私が一橋大学の教員を辞めた理由〜国立大に翻弄された苦しい日々

ある大学教授の告白
河野 真太郎 プロフィール

その後私は、自分なりに状況を改善させる努力をしたつもりだが、後述する2015年を経て大学の内外の状況は悪化の一途を辿り、「お前(たち)はいらない」というあのメッセージは、結局私の頭からぬぐい去られることはなく、現在にいたる。それが、私の背中を押したのである。

では、なぜ座長は「お前(たち)はいらない」というメッセージを発したのか。その背景には、この30年間で起きた大学の大きな変化がある。話の鍵は、「旧教養課程」という一語である。経緯を振り返ろう。

 

大綱化=規制緩和?

「旧教養」というワードは、奇しくも「平成」とほぼ一致するここ30年間の大学改革の歴史にとって中心的な重要性を持っていると、私は考えている。以下は、ここ30年間の国立大学にとって重要な項目のみをピックアップした年表である。

1991年 大学設置基準の大綱化
1996年 東京大学教養学部再編・大学院重点化
一橋大学大学院言語社会研究科発足(学部化はされず)
2004年 国立大学の法人化(国立大学法人法)
2015年 国立大学法人法改正(「ガバナンス」の強調、教授会の議決権剥奪)
2015年6月 文部科学大臣通知「国立大学法人等の組織及び業務全般の見直しについて」(文系取り潰し?)
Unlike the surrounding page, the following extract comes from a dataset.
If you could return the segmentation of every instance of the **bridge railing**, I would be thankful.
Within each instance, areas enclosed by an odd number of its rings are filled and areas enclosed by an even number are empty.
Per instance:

当面の出発点となったのは1991年の「大綱化」である。大綱化とは聞き慣れない言葉であろう。私も、どう説明すべきかと思い、英語にはどう訳せるのか調べたことがある。すると、大学評価・学位授与機構の英文資料では、なんのことはない、deregulationと訳されているのである。つまり、規制緩和である。
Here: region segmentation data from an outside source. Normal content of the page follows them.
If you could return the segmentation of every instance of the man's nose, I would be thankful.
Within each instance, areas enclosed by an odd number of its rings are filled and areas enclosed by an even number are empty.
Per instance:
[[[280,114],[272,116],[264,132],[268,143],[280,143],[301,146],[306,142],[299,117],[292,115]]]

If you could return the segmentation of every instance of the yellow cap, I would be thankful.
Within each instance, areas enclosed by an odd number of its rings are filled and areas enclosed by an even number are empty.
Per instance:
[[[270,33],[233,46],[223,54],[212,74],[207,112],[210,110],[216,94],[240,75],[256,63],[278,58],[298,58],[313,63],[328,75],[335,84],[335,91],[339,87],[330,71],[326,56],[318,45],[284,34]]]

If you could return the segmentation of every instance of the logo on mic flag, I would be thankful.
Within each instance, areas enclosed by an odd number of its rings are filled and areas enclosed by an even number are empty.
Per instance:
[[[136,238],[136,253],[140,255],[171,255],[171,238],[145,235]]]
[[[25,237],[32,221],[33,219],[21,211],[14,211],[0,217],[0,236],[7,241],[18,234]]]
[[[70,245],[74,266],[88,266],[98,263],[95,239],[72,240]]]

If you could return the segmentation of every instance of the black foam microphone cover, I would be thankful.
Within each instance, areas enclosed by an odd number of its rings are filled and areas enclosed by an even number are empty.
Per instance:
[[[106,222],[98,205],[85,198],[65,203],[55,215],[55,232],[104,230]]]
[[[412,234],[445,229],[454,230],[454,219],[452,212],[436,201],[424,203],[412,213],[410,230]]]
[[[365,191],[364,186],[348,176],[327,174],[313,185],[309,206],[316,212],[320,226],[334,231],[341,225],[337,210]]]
この時に緩和された規制とはなんだったか。それは一般教育(教養教育)と専門教育との区分だった。それまで大学では、2年間の「教養教育」、その後の「専門教育」の区分が義務化されていた。大学設置基準の大綱化は、その区分を、かならずしもしなくてもよいとしたのである。

これは決して、教養と専門の区別を「禁止」するものではなかった。だが、親方(文部省/文科省)にへつらう日本の大学らしく、各大学は雪崩をうって教養部を解体していったのだ(東大の教養学部は例外だろう)。
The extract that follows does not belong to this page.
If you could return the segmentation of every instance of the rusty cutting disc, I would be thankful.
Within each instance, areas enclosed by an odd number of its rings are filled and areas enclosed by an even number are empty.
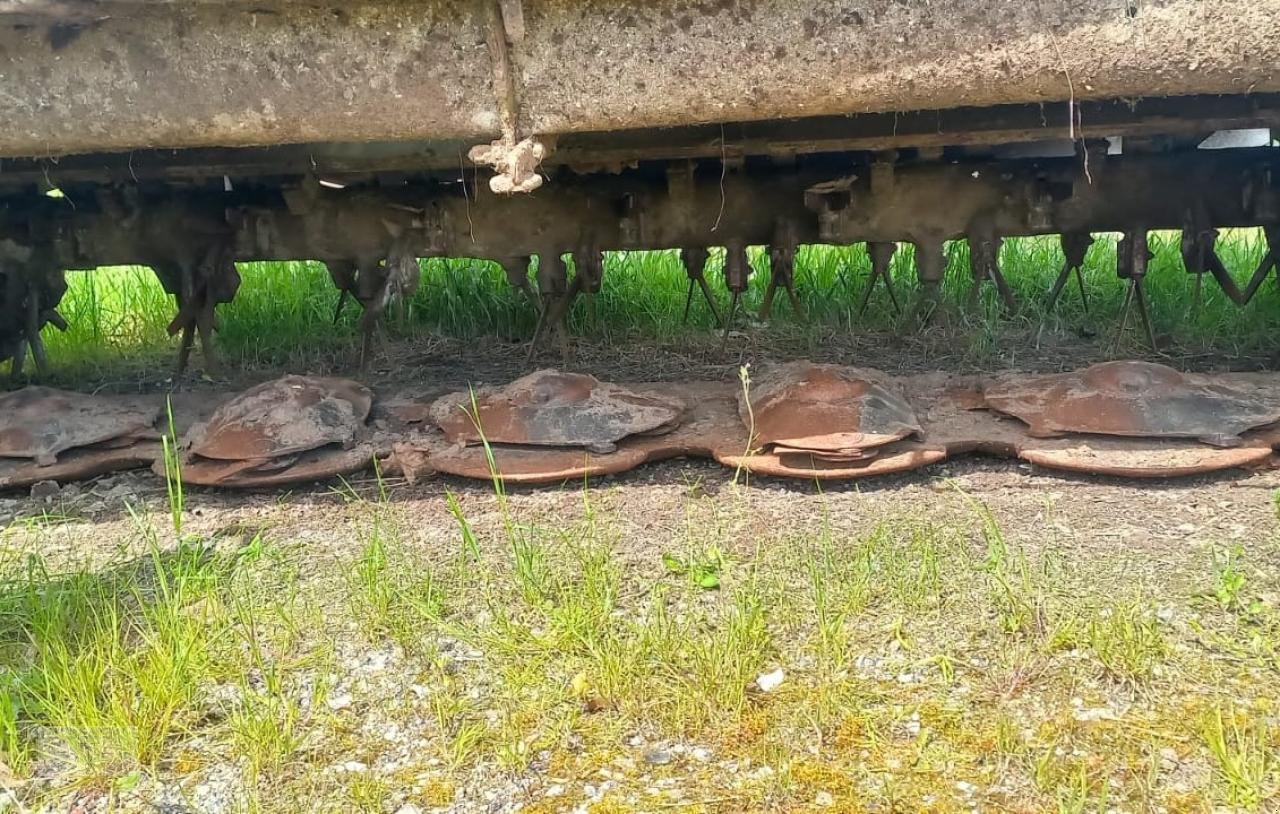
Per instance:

一橋大学はそのひとつの典型だった。かつて教養部に所属していた教員は、あらためて学部、というより正確には大学院所属に振り分けられた。一橋は商・経・法・社の四学部だが、形の上ではそれらの学部・大学院に所属しつつ、実質上はたとえば一年生に英語を教えるといった従来の教養教育を受け持つという、奇妙な形の教員ポストが生まれたのである。